Facebook sous surveillance : deux hommes rattrapés

Deux individus viennent d’être présentés au parquet pour des faits graves de provocation directe et publique à la commission de crimes ou délits, à travers des publications sur Facebook.
Le procureur de la République a confirmé dans un communiqué que ces messages, diffusés dans un contexte déjà tendu, ont immédiatement suscité l’attention des autorités. Surveillés de près, les réseaux sociaux deviennent un terrain d’intervention prioritaire pour les forces de l’ordre, notamment l’antenne cybercriminalité de la gendarmerie.
Une parole irresponsable dans une période explosive
Entre le 7 et le 10 mai, un homme de 51 ans, domicilié à la tribu de Koulnoué à Hienghène, a publié sous pseudonyme un message visant directement l’État. Dans ce texte, il évoquait la possibilité d’un « 13 mai bis », appelant à « éteindre la mèche de la bombe ».
Entendu par les enquêteurs, l’auteur présumé, sans antécédents judiciaires, a reconnu les faits. Il a expliqué avoir agi sans mesurer la portée de ses propos, dans un moment d’égarement. Une justification qui peine à convaincre au regard de la gravité du message.
Car au-delà des mots, c’est bien la menace implicite d’un embrasement collectif qui inquiète les autorités. Dans un territoire marqué par des tensions récurrentes, ce type de discours n’a rien d’anodin.
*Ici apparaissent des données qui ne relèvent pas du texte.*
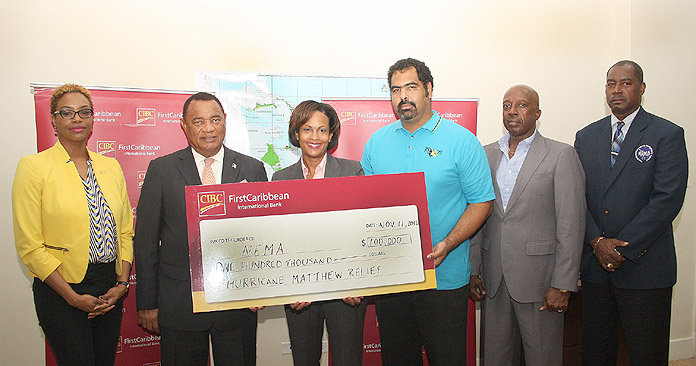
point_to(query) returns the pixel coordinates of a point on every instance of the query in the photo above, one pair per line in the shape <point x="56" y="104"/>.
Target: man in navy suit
<point x="636" y="170"/>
Un second message encore plus radical
Parallèlement, un autre individu, âgé de 49 ans et domicilié à la tribu de Néaria à Houaïlou, a lui aussi été interpellé. Ce dernier est poursuivi pour avoir publié un message appelant explicitement à « refoutre le feu au pays », visant tout ce qui représente l’État français.
Lors de son audition, cet homme, déjà connu de la justice pour des infractions routières, a reconnu être à l’origine de ces propos. Il a déclaré qu’il s’agissait de « paroles en l’air » prononcées sous le coup de la colère.
Mais là encore, la justice rappelle que les mots ont des conséquences, surtout lorsqu’ils sont diffusés publiquement sur des plateformes accessibles à tous. Dans un contexte aussi sensible, ces déclarations peuvent être perçues comme de véritables incitations à la violence.
Jusqu’à cinq ans de prison : la fermeté de l’État
Les deux hommes comparaîtront devant le tribunal correctionnel de Nouméa le 15 décembre 2026. Ils encourent jusqu’à cinq ans d’emprisonnement et plus de 5 millions de francs Pacifique d’amende.
Le parquet insiste : la provocation directe et publique à la commission d’un crime ou d’un délit, même non suivie d’effet, constitue une infraction pénale lourde. Elle traduit une volonté claire de pousser à l’action, et non une simple opinion.
Dans ce dossier, le rôle de la gendarmerie a été déterminant. Grâce à la surveillance active des réseaux sociaux, les enquêteurs ont pu identifier rapidement les auteurs présumés. Une démonstration que l’impunité en ligne n’existe plus.
À l’heure où certains cherchent à attiser les divisions, l’État réaffirme son autorité. La liberté d’expression ne saurait être un prétexte pour appeler à la violence ou menacer la stabilité d’un territoire.